I don't think he's ever woke up with a paraplegic stripper sitting on his face before.
I just met the 30 percent of the population with an STD
First of all...stop making excuses. Second of all...Fuck the surgeon generals warning
a cabby told me that vodka is the coors light of liquor, and then gave me his number
Restaurants Roasting People Who Gave Them Negative Yelp Reviews (25 Pics)
U handed him a box of flavored condoms, winked, and slurred, "grape juice is her favorite."
Not sure. We'll pass out on that bridge when we stumble to it.
If you like her enough, bring her with. If not, eloquently cunt punt that bitch through the field goals of life.
The only alcohol in the house was a bottle of Sherry.
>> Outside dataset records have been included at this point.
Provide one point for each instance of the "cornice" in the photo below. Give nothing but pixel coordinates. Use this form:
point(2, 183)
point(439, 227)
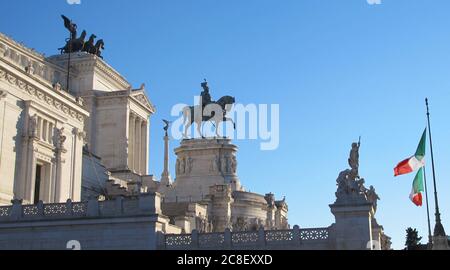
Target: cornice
point(36, 92)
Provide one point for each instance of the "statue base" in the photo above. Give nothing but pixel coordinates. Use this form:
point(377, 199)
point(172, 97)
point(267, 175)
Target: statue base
point(202, 163)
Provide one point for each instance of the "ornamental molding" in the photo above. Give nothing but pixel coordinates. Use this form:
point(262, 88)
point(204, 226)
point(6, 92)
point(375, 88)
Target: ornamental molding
point(41, 95)
point(84, 62)
point(140, 97)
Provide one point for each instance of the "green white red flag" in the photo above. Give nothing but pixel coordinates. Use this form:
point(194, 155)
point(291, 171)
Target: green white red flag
point(415, 162)
point(417, 188)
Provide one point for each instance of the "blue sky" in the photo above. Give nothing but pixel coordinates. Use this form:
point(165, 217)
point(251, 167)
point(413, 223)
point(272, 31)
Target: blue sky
point(338, 69)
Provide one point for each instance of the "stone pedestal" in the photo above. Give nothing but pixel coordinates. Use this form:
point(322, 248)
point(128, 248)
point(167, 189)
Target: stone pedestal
point(202, 163)
point(221, 204)
point(440, 243)
point(353, 227)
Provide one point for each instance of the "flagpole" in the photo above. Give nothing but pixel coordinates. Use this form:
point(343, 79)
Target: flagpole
point(438, 228)
point(430, 238)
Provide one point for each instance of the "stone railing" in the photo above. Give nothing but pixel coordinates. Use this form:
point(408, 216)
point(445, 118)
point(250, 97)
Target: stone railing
point(146, 203)
point(296, 238)
point(178, 199)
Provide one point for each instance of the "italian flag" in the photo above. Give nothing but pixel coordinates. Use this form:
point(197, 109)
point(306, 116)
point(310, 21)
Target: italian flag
point(417, 189)
point(415, 162)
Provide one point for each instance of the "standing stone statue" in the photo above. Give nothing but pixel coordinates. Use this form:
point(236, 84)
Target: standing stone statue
point(183, 165)
point(190, 164)
point(353, 160)
point(372, 197)
point(60, 138)
point(233, 164)
point(177, 166)
point(33, 126)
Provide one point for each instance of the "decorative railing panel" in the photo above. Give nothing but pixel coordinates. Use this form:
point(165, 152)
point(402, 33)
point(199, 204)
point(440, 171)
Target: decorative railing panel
point(30, 210)
point(180, 240)
point(5, 211)
point(119, 207)
point(79, 209)
point(295, 238)
point(314, 234)
point(243, 238)
point(279, 236)
point(209, 240)
point(57, 209)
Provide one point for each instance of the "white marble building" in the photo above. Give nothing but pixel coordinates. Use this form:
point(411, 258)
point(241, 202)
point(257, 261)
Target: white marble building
point(74, 166)
point(41, 129)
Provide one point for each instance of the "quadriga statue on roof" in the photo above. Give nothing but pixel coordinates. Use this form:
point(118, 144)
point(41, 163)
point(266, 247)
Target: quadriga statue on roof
point(77, 44)
point(208, 110)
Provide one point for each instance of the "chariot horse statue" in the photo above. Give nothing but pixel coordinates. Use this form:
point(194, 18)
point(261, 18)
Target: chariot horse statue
point(208, 110)
point(77, 44)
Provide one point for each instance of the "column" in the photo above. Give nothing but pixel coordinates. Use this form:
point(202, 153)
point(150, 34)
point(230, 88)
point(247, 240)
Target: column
point(131, 131)
point(138, 145)
point(144, 148)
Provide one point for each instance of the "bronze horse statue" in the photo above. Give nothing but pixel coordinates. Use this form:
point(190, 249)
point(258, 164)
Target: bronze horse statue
point(74, 45)
point(99, 46)
point(89, 45)
point(195, 114)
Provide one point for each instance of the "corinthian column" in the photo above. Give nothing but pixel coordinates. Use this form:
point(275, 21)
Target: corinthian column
point(131, 132)
point(138, 145)
point(144, 148)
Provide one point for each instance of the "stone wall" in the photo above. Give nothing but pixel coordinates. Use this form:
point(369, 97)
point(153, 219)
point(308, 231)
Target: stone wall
point(118, 224)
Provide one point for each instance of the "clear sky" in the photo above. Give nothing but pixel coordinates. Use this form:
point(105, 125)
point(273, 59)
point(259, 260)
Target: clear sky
point(338, 70)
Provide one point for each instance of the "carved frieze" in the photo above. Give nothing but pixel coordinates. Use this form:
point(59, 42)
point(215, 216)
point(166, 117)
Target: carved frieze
point(31, 90)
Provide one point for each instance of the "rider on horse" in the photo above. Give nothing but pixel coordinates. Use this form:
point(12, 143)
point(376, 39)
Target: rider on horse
point(206, 97)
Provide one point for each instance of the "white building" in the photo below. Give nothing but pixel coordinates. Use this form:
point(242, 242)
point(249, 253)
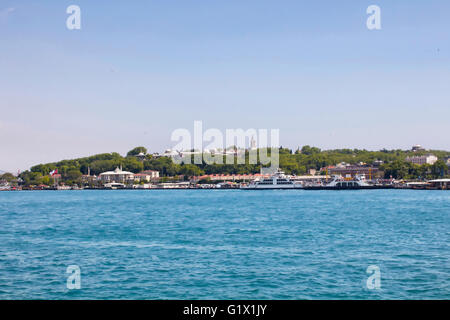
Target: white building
point(427, 159)
point(117, 175)
point(146, 176)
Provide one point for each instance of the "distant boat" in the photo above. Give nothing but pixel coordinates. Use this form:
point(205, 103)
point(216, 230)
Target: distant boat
point(339, 183)
point(114, 186)
point(277, 181)
point(5, 186)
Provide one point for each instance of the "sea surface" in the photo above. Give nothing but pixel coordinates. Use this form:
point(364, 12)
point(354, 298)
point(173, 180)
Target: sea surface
point(225, 244)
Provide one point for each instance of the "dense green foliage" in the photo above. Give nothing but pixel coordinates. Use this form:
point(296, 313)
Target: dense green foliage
point(298, 162)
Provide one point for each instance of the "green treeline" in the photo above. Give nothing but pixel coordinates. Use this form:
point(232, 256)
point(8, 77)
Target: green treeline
point(297, 162)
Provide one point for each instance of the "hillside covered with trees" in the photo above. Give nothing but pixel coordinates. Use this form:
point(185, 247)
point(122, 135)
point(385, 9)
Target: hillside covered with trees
point(292, 162)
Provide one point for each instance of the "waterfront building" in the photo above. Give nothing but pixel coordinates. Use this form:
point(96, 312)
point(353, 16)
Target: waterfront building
point(420, 160)
point(118, 176)
point(146, 176)
point(141, 156)
point(417, 147)
point(440, 183)
point(347, 170)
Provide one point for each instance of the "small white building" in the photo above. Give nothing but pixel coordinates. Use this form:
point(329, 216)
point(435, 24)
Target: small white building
point(420, 160)
point(117, 175)
point(146, 176)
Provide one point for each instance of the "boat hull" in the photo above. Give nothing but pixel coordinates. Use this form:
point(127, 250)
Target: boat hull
point(347, 188)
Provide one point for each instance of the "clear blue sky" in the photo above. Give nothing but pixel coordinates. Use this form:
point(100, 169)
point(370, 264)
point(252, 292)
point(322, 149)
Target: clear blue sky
point(137, 70)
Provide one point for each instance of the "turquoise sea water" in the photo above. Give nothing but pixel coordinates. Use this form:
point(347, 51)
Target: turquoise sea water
point(225, 244)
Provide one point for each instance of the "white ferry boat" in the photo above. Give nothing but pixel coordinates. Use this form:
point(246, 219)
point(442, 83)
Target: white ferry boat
point(5, 186)
point(277, 181)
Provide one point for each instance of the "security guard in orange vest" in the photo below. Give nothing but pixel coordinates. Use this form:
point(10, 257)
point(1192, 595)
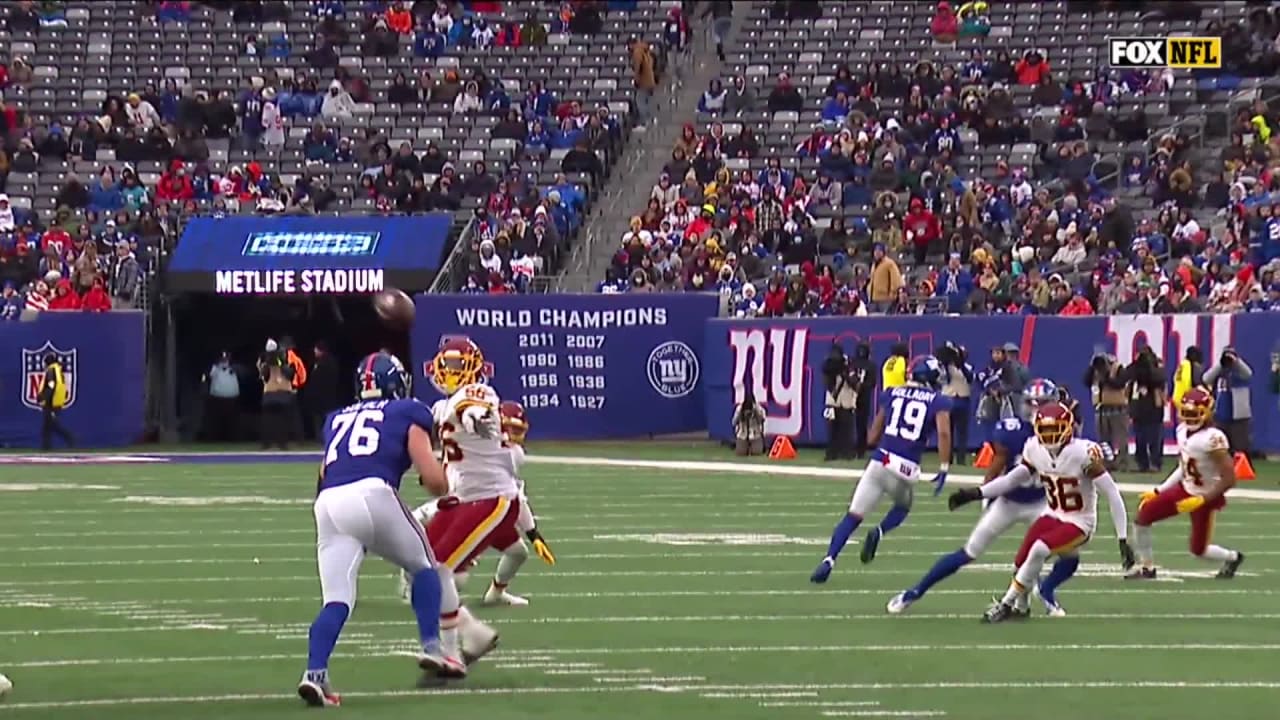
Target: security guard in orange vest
point(54, 395)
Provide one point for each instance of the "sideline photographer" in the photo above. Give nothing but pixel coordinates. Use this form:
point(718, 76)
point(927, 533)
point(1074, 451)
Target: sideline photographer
point(842, 386)
point(749, 425)
point(279, 406)
point(1230, 378)
point(958, 381)
point(1106, 382)
point(1146, 391)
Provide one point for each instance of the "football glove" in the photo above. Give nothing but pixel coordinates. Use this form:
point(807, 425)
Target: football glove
point(1147, 497)
point(1191, 504)
point(540, 547)
point(963, 496)
point(1127, 557)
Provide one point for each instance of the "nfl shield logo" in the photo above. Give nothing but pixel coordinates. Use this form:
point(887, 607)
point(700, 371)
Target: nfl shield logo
point(33, 373)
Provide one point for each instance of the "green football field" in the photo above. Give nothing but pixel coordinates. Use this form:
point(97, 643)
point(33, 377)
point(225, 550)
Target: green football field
point(170, 589)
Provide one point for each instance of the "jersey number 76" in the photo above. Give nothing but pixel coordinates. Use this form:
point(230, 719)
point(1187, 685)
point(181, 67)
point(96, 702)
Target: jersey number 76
point(359, 429)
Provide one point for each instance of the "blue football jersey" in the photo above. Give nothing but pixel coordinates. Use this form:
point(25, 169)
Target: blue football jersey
point(1013, 433)
point(910, 417)
point(370, 440)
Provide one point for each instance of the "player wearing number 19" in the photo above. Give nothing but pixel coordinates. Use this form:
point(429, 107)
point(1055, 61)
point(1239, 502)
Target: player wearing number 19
point(369, 446)
point(900, 433)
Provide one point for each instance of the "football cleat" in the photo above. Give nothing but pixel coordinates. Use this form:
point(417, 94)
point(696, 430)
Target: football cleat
point(1141, 574)
point(872, 543)
point(442, 665)
point(823, 570)
point(999, 613)
point(1229, 569)
point(1051, 607)
point(406, 586)
point(316, 695)
point(494, 596)
point(476, 639)
point(900, 602)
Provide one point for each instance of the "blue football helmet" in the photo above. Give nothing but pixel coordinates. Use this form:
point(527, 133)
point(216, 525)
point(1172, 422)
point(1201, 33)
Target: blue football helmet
point(926, 370)
point(1038, 392)
point(380, 376)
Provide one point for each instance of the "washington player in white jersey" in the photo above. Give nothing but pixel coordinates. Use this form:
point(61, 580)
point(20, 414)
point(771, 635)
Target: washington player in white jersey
point(1197, 487)
point(515, 427)
point(1072, 472)
point(484, 499)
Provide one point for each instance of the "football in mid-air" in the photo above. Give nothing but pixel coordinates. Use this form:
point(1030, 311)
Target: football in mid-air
point(394, 309)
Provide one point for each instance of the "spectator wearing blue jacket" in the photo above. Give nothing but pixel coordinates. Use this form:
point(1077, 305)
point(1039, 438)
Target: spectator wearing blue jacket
point(539, 101)
point(1233, 411)
point(429, 44)
point(712, 100)
point(955, 283)
point(105, 194)
point(836, 109)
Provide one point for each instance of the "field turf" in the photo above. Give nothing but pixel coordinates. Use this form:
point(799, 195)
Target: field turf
point(181, 589)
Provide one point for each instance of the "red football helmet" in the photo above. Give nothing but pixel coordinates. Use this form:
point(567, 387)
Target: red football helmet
point(1196, 408)
point(458, 363)
point(1054, 424)
point(513, 422)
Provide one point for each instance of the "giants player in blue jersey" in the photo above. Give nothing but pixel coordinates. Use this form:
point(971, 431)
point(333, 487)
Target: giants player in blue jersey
point(1020, 505)
point(369, 446)
point(900, 433)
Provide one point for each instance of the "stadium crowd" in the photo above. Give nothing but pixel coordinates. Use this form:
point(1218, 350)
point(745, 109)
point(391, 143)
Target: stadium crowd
point(112, 231)
point(891, 222)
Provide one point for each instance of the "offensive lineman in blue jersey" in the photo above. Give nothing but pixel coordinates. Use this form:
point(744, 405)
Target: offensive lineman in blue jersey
point(895, 466)
point(1020, 505)
point(369, 446)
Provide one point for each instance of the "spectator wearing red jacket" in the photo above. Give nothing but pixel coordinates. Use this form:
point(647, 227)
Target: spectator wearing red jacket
point(64, 296)
point(945, 26)
point(920, 228)
point(1078, 305)
point(1032, 69)
point(174, 183)
point(776, 299)
point(58, 238)
point(96, 300)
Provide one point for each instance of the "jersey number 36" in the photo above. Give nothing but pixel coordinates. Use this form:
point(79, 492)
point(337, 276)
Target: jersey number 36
point(1064, 493)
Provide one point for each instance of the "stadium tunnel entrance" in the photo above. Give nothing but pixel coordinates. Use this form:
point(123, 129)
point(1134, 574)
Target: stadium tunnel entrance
point(193, 328)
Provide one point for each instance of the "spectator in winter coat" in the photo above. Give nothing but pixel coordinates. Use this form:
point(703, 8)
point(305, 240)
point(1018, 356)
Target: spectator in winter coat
point(1032, 68)
point(337, 103)
point(945, 26)
point(886, 279)
point(740, 96)
point(920, 227)
point(124, 277)
point(141, 114)
point(785, 96)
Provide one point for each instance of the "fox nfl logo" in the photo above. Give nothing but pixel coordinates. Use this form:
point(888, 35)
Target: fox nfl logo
point(1179, 53)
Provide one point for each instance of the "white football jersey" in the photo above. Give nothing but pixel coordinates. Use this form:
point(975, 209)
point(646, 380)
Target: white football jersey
point(479, 464)
point(1196, 451)
point(1070, 491)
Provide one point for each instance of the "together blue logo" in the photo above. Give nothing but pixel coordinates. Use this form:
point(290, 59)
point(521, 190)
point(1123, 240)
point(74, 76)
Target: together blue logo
point(310, 244)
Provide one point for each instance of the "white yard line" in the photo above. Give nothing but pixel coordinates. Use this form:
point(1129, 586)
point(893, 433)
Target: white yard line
point(812, 472)
point(288, 630)
point(641, 688)
point(524, 659)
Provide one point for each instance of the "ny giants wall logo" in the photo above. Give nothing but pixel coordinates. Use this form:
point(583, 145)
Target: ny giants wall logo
point(777, 365)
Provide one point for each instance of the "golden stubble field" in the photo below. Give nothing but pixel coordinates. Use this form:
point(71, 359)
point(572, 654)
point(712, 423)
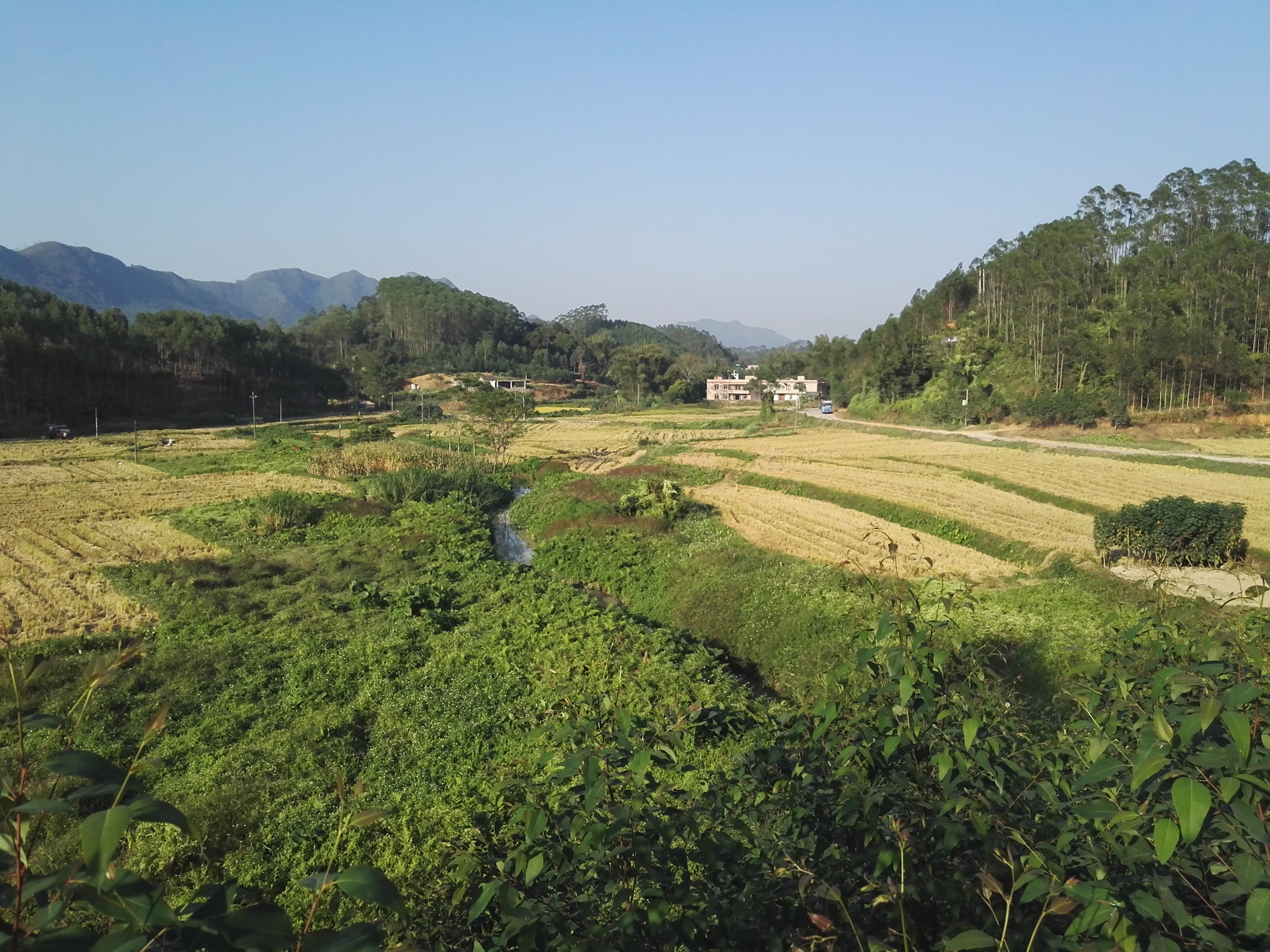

It's like cough syrup that I shotgunned off Strawberry Shortcake's ass.
He leaned off the deck, puked a waterfall of beer, looked back at everyone and said "it was just a burp".
Woman Posts Harassing DMs From Creep Online, Now He’s Upset Because People Told His Mom
The fact that he said "there's nothing wrong with being a raging drunk, just ask my mother." has me thinking that I have no positive role-models among my friends.
OH MY GOD THE LITTLE GIRL IS SITTING WITH US WHILE WE SMOKE. I'M NOT DOING THIS
The worst part about being a grammar Nazi is all the porn I skip over because the titles are misspelled
Do you think they'll deliver pizza to my mouth
Every time I'm hungover I just want to watch Harry Potter and cry.
It's the Ides of March, motherfucker. That means we're supposed to daydrink, right?